Le propos fut aussitôt repris par ses caudataires habituels, Benoît Rayski (Atlantico, 21 juillet) et Philippe Val (L’Express.fr, 24 juillet). Évoquant les autodafés de livres perpétrés par les nazis dans les années 1930, le premier écrit : « Il y avait quelque honneur à être jeté dans les flammes par de sombres brutes. Bernard Henri-Lévy peut être fier d’être brûlé par Le Monde diplomatique… » Pour le second, notre dossier prolongerait une tradition d’« hybridation historique du pire du fascisme avec le pire du communisme » et témoignerait d’une « opération de nettoyage » visant à « exclure de l’humanité » le chroniqueur du Point.
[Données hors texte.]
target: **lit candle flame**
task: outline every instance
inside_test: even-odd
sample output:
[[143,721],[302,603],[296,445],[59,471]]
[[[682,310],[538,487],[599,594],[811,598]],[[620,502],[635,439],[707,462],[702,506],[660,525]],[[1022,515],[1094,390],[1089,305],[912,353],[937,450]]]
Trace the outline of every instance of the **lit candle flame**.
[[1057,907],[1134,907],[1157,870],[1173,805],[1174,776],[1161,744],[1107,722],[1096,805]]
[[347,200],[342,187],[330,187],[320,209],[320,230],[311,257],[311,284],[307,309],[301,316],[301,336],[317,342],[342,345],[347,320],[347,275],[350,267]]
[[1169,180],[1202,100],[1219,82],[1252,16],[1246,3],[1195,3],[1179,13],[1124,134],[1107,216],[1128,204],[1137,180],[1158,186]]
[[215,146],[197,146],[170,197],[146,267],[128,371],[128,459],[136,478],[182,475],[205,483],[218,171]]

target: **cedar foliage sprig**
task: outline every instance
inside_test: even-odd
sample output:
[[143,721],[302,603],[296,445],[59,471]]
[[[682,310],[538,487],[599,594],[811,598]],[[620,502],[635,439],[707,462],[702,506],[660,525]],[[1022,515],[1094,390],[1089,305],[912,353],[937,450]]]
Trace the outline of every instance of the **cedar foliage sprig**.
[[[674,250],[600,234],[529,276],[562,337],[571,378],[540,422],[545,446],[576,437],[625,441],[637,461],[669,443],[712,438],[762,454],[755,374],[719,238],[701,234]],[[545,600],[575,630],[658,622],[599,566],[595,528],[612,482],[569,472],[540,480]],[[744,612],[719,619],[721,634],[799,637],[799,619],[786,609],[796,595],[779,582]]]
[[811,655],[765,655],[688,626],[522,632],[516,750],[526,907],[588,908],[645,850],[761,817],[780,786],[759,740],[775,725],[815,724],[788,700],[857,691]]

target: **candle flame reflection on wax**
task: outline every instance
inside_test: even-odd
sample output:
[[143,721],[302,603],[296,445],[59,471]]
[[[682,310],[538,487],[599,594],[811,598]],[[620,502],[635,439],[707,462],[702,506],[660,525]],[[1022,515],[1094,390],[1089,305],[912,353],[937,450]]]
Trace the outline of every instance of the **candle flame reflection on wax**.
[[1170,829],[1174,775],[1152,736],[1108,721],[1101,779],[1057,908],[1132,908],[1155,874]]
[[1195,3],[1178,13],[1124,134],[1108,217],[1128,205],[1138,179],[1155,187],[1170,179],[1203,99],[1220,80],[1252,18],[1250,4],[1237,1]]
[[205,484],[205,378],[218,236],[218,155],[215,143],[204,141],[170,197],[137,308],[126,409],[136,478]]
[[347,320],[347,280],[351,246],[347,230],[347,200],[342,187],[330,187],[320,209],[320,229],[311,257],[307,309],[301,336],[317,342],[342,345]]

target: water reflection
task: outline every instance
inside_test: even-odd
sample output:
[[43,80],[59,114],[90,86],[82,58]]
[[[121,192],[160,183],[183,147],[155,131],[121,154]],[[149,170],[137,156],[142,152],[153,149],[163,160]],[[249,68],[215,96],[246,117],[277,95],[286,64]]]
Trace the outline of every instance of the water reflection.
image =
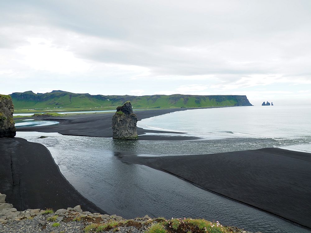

Chacun l’a compris : émettre une réserve sur le génie de Bernard-Henri Lévy relève du crime contre l’humanité (1).
Le 23 avril 2013, la 17e chambre correctionnelle de Paris avait condamné « BHL » pour complicité de diffamation publique contre Bernard Cassen, pris pour cible en raison de ses liens historiques avec Le Monde diplomatique. La justice française avait alors fustigé l’« insuffisance de rigueur » et la « carence de fond » de Bernard-Henri Lévy et de Franz-Olivier Giesbert, alors directeur de publication du Point. Quatre ans plus tard, les mêmes travers s’affichent dans la chronique un peu infantile, mais surtout bourrée d’erreurs factuelles, que nous consacre celui que Pierre Bourdieu décrivait, il y a une vingtaine d’années déjà, comme un « intellectuel négatif (…), antithèse absolue de tout ce qui définit l’intellectuel ». Ainsi, il nous qualifie d’admirateurs de Tariq Ramadan (qui, ces dernières années, s’est exprimé plus souvent dans les colonnes du Point que dans celles du Monde diplomatique), de partisans des « thèses conspirationnistes » (alors que nous avons consacré à leur réfutation un dossier entier en juin 2015), d’amoureux du « treillis de Nicolás Maduro » (lire pour s’en convaincre l’article de Renaud Lambert page 13). Tout le reste est du même acabit.
En 2013, le tribunal estimait que « le bénéfice de la bonne foi ne saurait être accordé » à Bernard-Henri Lévy. Rien n’a changé depuis.